My sister died several days ago (as I draft this; it may take me a while to post it).
So ... I've been rassling with grief.
Grief, you might say, is having its way with me.
Having experienced death (& other kinds of losses) a number of times in my life, that's a lesson I feel I've learned.
Grief will have its way with me.
I don't get to have my way with it.
Grief is ... messy!
An unpredictable roller coaster of emotions.
Even physical sensations!
At times I feel dizzy.
Shake-y.
Sometimes ... antsy.
(also, physically exhausted. I forgot to mention that when I first posted this.)
Plenty of different emotions cycling through.
Sadness, of course.
Even some flashes of anger the other night!
Unpredictable.
Messy!
As this clever graphic points out:
Being from a "dysfunctional family" (is there any other kind??) - with a sometimes rather difficult childhood - & a couple of divorces thrown into the mix (with their own messy attendant emotions &, frankly, never-ending fallout)
& having - like so many families in recent years - experienced some, shall we say, family "turbulence" over the Covid scene (you know - disagreements about masking - lockdowns - vaccines - all that stuff), some odds & ends of additional emotional complexity are layered into the current scene.
Anyway...
I am just "allowing" it all.
Letting grief do its thing.
Have its way.
For one thing, I'm letting it slow me right down.
This is not a time for rushing around.
I have zero interest in "the news."
I'm mostly ignoring emails.
Those things can wait.
I've bailed from social commitments I simply haven’t the energy for.

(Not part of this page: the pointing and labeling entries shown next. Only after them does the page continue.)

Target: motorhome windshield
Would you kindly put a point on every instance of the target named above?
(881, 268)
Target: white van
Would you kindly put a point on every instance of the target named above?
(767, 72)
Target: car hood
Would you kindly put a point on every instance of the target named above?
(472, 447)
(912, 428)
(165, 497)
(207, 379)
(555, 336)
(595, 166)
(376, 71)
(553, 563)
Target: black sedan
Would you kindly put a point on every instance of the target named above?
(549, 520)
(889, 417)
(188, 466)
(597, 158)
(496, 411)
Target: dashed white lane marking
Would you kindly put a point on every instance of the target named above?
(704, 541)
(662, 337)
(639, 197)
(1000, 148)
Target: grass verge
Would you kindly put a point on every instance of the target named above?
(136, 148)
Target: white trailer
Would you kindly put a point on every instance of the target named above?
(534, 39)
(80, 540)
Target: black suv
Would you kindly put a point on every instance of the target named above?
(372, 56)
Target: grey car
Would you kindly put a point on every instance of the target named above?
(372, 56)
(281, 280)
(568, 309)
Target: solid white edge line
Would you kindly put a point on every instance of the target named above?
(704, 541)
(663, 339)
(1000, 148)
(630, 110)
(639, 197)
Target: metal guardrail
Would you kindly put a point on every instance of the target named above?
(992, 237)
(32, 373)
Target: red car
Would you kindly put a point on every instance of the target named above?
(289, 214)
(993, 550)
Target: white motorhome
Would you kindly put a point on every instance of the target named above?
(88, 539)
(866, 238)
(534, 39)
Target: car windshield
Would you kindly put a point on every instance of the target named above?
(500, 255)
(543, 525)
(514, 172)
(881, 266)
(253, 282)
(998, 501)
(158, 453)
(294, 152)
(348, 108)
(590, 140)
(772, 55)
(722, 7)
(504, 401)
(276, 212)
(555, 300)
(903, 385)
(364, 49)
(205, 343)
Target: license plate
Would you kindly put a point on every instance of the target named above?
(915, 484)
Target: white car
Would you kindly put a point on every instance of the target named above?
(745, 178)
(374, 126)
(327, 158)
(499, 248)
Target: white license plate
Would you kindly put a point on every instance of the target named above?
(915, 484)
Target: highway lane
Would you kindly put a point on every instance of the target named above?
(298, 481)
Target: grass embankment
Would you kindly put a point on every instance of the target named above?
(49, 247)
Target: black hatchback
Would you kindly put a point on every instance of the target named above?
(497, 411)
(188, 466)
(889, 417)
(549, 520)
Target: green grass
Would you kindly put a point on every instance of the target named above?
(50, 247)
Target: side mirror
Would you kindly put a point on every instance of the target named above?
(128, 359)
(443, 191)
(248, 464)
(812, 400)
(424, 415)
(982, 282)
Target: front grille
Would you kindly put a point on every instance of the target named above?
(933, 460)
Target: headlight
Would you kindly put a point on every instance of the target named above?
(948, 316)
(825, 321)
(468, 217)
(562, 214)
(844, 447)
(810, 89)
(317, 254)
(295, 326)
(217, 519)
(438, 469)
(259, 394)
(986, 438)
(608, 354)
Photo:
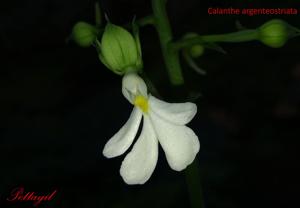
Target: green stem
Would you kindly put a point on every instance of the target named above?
(235, 37)
(148, 20)
(171, 57)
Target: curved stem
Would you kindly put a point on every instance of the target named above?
(148, 20)
(163, 28)
(235, 37)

Some of my feelings are proving more ... intense
& more ... hmmm... unruly?
& well, unexpected
than I might have ... expected.
*********
Grief surely does come to us all.
In many different forms.
We humans (perhaps we "western" humans??) are not always very good at really feeling our grief - recognizing it, even. We have a tendency to push it down, often, I think. As though we can make it go away. (I don't think it really "goes away." Festers, more likely?)
A not-unrelated insight:
The world around us is in grief … surely?

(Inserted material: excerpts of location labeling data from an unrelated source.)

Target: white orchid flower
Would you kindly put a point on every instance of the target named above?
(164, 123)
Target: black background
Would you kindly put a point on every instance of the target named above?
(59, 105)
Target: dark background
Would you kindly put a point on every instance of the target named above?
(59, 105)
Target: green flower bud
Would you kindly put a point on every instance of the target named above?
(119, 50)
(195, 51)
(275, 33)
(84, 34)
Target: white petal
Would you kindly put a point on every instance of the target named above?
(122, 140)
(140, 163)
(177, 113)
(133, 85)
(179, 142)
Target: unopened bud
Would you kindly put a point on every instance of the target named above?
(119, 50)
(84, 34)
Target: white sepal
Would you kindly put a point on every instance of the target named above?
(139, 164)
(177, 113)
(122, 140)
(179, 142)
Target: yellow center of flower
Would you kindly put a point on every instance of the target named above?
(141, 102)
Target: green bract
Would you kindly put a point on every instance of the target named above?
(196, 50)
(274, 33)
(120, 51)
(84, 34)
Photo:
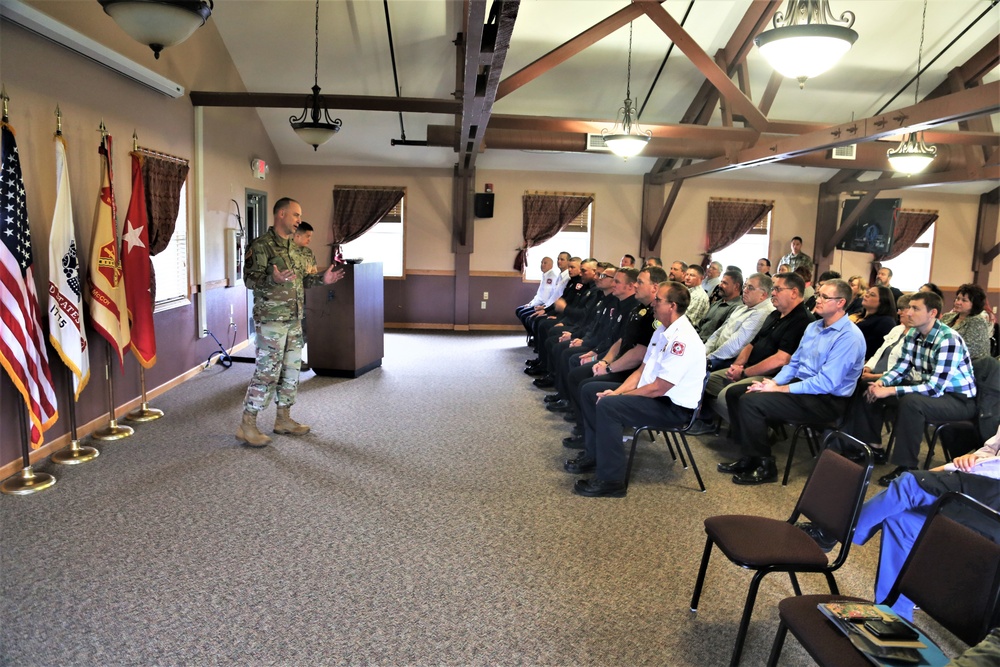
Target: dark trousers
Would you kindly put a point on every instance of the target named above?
(608, 417)
(915, 410)
(755, 409)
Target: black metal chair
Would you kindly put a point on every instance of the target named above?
(831, 499)
(679, 435)
(952, 574)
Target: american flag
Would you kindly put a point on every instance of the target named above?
(22, 345)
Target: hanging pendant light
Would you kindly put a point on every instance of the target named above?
(912, 155)
(805, 42)
(159, 23)
(626, 143)
(319, 128)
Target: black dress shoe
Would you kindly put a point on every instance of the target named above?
(885, 480)
(599, 488)
(744, 464)
(581, 464)
(765, 473)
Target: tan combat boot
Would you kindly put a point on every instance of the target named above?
(283, 423)
(248, 434)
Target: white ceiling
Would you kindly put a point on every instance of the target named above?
(271, 43)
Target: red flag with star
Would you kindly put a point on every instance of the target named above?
(135, 266)
(22, 345)
(108, 312)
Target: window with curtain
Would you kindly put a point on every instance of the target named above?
(574, 238)
(170, 266)
(748, 248)
(383, 242)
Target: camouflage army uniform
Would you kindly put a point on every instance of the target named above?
(278, 310)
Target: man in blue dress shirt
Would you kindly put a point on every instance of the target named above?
(816, 383)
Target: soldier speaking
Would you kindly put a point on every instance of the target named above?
(278, 282)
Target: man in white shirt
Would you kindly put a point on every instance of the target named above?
(699, 299)
(663, 391)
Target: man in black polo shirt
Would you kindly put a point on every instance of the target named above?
(770, 349)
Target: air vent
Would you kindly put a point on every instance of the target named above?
(595, 142)
(849, 152)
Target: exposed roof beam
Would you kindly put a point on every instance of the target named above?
(567, 50)
(204, 98)
(705, 64)
(948, 109)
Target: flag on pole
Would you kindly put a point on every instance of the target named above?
(22, 343)
(66, 330)
(135, 266)
(108, 312)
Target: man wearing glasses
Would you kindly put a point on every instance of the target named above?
(817, 382)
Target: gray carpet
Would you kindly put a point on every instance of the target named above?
(426, 520)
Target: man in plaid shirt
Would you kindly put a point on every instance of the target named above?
(945, 391)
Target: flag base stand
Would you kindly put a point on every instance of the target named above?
(75, 454)
(27, 482)
(113, 431)
(144, 413)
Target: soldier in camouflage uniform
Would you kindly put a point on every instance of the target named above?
(278, 274)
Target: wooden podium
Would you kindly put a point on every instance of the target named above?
(345, 323)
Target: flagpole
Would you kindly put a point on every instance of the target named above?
(114, 430)
(73, 454)
(27, 481)
(143, 413)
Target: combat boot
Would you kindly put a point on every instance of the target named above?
(248, 434)
(283, 423)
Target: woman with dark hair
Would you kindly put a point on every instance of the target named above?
(968, 318)
(878, 318)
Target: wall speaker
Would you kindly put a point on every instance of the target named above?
(484, 205)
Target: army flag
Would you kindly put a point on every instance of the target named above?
(22, 343)
(135, 266)
(66, 331)
(108, 312)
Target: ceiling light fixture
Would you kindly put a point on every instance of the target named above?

Over many different things.
Grief on a sub-conscious level, I mean.
Beneath our consciousness - for most people, perhaps.
******
Parenthetically, Naomi Wolf wrote very movingly about grief a while back.

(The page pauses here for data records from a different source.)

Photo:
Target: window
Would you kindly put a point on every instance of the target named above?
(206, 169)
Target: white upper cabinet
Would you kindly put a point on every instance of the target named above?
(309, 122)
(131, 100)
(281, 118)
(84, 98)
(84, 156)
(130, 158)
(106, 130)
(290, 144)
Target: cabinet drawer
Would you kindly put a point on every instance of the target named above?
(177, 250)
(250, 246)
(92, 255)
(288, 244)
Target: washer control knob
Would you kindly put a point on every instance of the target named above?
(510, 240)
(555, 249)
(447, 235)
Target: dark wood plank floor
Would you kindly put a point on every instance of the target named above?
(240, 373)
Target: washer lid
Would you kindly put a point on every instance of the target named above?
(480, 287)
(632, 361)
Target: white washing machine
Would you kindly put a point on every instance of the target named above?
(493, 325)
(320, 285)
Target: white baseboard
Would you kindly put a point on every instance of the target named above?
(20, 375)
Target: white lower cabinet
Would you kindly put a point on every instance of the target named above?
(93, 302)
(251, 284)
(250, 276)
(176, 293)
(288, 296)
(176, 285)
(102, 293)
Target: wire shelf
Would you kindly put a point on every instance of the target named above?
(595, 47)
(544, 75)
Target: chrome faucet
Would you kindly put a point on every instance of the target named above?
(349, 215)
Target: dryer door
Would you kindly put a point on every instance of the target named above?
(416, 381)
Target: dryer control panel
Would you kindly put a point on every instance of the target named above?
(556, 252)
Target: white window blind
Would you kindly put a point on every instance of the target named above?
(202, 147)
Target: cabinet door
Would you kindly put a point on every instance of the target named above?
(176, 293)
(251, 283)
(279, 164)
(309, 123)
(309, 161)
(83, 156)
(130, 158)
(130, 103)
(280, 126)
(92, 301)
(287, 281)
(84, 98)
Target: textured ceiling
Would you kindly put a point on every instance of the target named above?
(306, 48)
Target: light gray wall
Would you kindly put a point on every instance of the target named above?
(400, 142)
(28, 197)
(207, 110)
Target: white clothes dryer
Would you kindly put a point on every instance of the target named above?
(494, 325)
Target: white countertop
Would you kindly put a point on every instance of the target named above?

In a very current world affairs context.
Here.
I've written about grief myself, in the past.
Inevitably, being a quotations addict, I collected some quotes (& resources) about it that you'll find gathered up here (in the'Quotation Central' section of my old site).
When You Talk to Someone Who's Grieving?
There's some very sound advice here.
I guess I could mention that I've found some writers along the way who are pretty wise about the messy, complex subject of grief.
One is Stephen Jenkinson, who spent many years around the dying (in the palliative care field), learning profound lessons about what he calls our "grief-illiterate" culture. He's been the subject of a National Film Board (NFB) documentary called 'Griefwalker' & has also written a very insightful book called Die Wise - A Manifesto for Sanity and Soul. If you want to learn more about Jenkinson's work (he's given simply scads of interviews!), check out his Web site.
Another man very wise, insightful & compassionate about grief is Francis Weller. I've read his book The Wild Edge of Sorrow - Rituals of Renewal and the Sacred Work of Grief (there's a long interview with him with that title here.) I see from his site that he does a podcast now. Weller's Web site is here.
This graphic with some wisdom from Weller fell into my lap just now, as I've been ruminating about grief.
As for me?
I'll continue riding the emotional roller coaster!
Letting grief have its sometimes sneaky & unpredictable way with me.
A day, a mood, a moment at a time.
That was so beautiful Janet. The chart was helpful- I realize I have said some of the things on the wrong side of the chart- so good to recognize and now understand. You introduced me to Stephen Jenkinson (sp?) - such a unique perspective he has, and I am drawn to it. This needs to be taught, instead we go unprepared for what grief is, even though we will all experience at some point in time.
I am so sorry to learn of this, Janet. Love and peace to you as you work your way through this difficult time.